The leftist Partido de la Revolución Democrática (Party of the Democratic Revolution, or PRD) has pulled out of the Pact for Mexico, creating an acute crisis (link in Spanish), according to Mexican daily El País.
But how much of a crisis is it?
The Pact for Mexico, created in 2012 by then-new president Enrique Peña Nieto’s Partido Revolucionario Institucional (PRI), the PRD, and the Partido Acción Nacional (National Action Party, or PAN) ended 15 years of gridlock in the fractious congress,
allowing Mr. Peña’s administration to secure passage of wide-ranging bills on telecommunications, tax increases and education.
Congress is taking up the issue next week. But lawmakers from the PAN and the ruling Institutional Revolutionary Party, or PRI, are expected to rewrite the president’s bill to give private oil companies a bigger role in the state energy sector, including contracts that allow them to share oil production. The president’s August initiative called only for sharing the profits from the oil, but not the oil itself.
“If they insist on an energy reform that privatizes Mexico’s oil income, the government is going to generate a situation of enormous social and political instability,” said PRD president Jesús Zambrano in an interview. “We’ll have a very hot Christmas, we’ll launch protests on all fronts.”
Together, the PAN and PRI have the two-thirds majority in Congress required to pass the proposed constitutional changes for the energy overhaul. And the president has already passed most of his major initiatives under the pact.
Mr. Peña Nieto regretted the PRD’s decision to leave the Pact for Mexico, but vowed to press on with reforms.

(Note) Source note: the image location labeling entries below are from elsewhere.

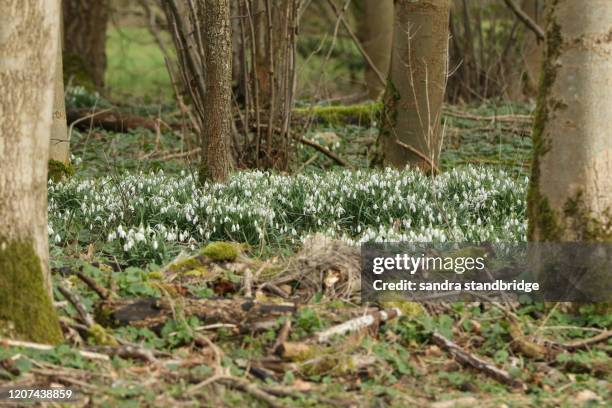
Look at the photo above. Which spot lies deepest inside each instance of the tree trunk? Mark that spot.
(216, 161)
(533, 49)
(85, 23)
(59, 148)
(570, 197)
(377, 41)
(28, 45)
(415, 92)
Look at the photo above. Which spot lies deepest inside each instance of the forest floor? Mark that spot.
(171, 295)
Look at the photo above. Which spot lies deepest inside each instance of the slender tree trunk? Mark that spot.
(217, 161)
(59, 148)
(570, 197)
(28, 46)
(377, 41)
(85, 23)
(415, 92)
(533, 49)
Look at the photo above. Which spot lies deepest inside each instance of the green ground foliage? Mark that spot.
(132, 222)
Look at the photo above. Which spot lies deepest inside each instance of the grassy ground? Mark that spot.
(195, 364)
(188, 361)
(136, 67)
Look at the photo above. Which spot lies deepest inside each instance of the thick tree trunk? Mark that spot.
(217, 161)
(28, 45)
(85, 23)
(415, 92)
(377, 41)
(570, 197)
(59, 147)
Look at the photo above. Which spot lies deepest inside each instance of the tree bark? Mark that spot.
(533, 49)
(570, 197)
(28, 45)
(377, 41)
(415, 92)
(59, 147)
(85, 23)
(217, 161)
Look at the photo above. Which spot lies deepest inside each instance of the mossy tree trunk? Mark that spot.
(415, 91)
(28, 45)
(85, 23)
(377, 39)
(570, 197)
(216, 137)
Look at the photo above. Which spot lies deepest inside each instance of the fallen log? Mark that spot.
(467, 359)
(114, 121)
(153, 313)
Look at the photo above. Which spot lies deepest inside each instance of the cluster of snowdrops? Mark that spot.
(153, 216)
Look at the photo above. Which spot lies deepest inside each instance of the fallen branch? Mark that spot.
(128, 351)
(103, 293)
(154, 313)
(283, 334)
(582, 344)
(316, 146)
(78, 305)
(356, 41)
(46, 347)
(357, 324)
(495, 118)
(323, 150)
(109, 120)
(465, 358)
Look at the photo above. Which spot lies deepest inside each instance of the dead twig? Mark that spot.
(582, 344)
(323, 150)
(103, 293)
(357, 324)
(495, 118)
(78, 305)
(521, 15)
(46, 347)
(283, 334)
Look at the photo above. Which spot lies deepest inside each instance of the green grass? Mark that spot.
(136, 68)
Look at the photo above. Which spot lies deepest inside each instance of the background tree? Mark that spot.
(28, 45)
(533, 47)
(570, 197)
(85, 24)
(59, 148)
(414, 95)
(377, 38)
(217, 160)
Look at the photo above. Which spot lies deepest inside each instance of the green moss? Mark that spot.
(220, 251)
(543, 220)
(59, 170)
(25, 305)
(184, 264)
(155, 275)
(363, 114)
(196, 273)
(409, 309)
(76, 73)
(99, 336)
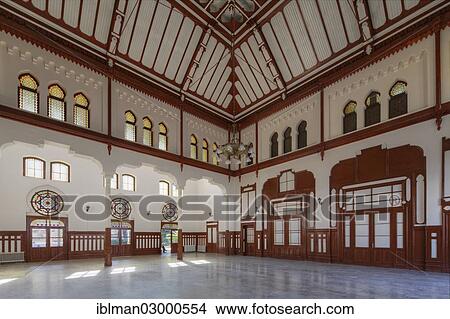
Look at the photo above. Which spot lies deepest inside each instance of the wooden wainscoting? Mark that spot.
(194, 242)
(13, 246)
(88, 244)
(433, 248)
(147, 243)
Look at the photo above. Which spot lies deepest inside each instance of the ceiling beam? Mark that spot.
(270, 60)
(362, 14)
(195, 61)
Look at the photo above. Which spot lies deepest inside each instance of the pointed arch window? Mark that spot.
(398, 99)
(274, 145)
(147, 137)
(130, 126)
(28, 93)
(287, 142)
(162, 137)
(205, 152)
(372, 113)
(193, 146)
(215, 160)
(81, 110)
(128, 183)
(350, 117)
(56, 103)
(302, 135)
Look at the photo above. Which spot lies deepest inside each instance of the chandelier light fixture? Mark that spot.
(234, 151)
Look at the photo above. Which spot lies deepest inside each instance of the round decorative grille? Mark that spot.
(47, 203)
(120, 208)
(170, 212)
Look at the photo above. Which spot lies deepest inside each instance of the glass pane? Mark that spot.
(362, 231)
(382, 230)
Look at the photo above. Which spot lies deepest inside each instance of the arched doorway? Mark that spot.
(47, 238)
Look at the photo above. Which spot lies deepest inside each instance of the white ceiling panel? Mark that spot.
(377, 13)
(88, 14)
(350, 21)
(299, 32)
(55, 8)
(180, 47)
(316, 28)
(168, 41)
(333, 24)
(155, 37)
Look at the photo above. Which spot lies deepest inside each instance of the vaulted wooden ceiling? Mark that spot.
(186, 46)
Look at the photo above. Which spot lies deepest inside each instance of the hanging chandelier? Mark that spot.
(234, 151)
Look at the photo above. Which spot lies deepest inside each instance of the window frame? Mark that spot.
(205, 150)
(60, 163)
(134, 182)
(44, 164)
(193, 146)
(163, 135)
(35, 91)
(147, 129)
(273, 142)
(133, 123)
(77, 106)
(52, 97)
(168, 187)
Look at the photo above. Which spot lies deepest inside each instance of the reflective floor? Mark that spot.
(215, 276)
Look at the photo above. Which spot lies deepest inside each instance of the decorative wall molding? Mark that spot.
(67, 71)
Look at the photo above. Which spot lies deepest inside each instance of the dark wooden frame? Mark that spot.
(68, 170)
(24, 166)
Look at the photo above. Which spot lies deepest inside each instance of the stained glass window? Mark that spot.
(28, 96)
(147, 137)
(34, 167)
(205, 154)
(56, 103)
(130, 126)
(215, 160)
(162, 137)
(81, 110)
(60, 172)
(350, 117)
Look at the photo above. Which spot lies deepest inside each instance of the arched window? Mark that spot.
(164, 188)
(215, 159)
(398, 100)
(33, 167)
(147, 137)
(59, 172)
(302, 135)
(205, 151)
(28, 94)
(372, 113)
(128, 183)
(350, 117)
(162, 137)
(56, 103)
(81, 110)
(274, 145)
(287, 142)
(130, 126)
(193, 147)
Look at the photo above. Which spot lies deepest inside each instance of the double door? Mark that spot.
(47, 239)
(375, 237)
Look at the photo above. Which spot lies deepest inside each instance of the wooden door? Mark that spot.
(47, 239)
(122, 238)
(212, 237)
(248, 240)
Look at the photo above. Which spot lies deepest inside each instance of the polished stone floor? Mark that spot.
(215, 276)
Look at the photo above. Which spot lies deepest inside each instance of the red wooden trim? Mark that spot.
(66, 128)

From the PRI’s point of view,
The ruling Institutional Revolutionary Party, or PRI, is hoping its energy reform will spur faster economic growth, and the departure of the Party of the Democratic Revolution (PRD) from the accord is likely to push the debate closer to a more business-friendly proposal backed by the center-right.
The Senate is expected to vote on the political overhaul as early as Tuesday, with a vote on the energy bill soon to follow.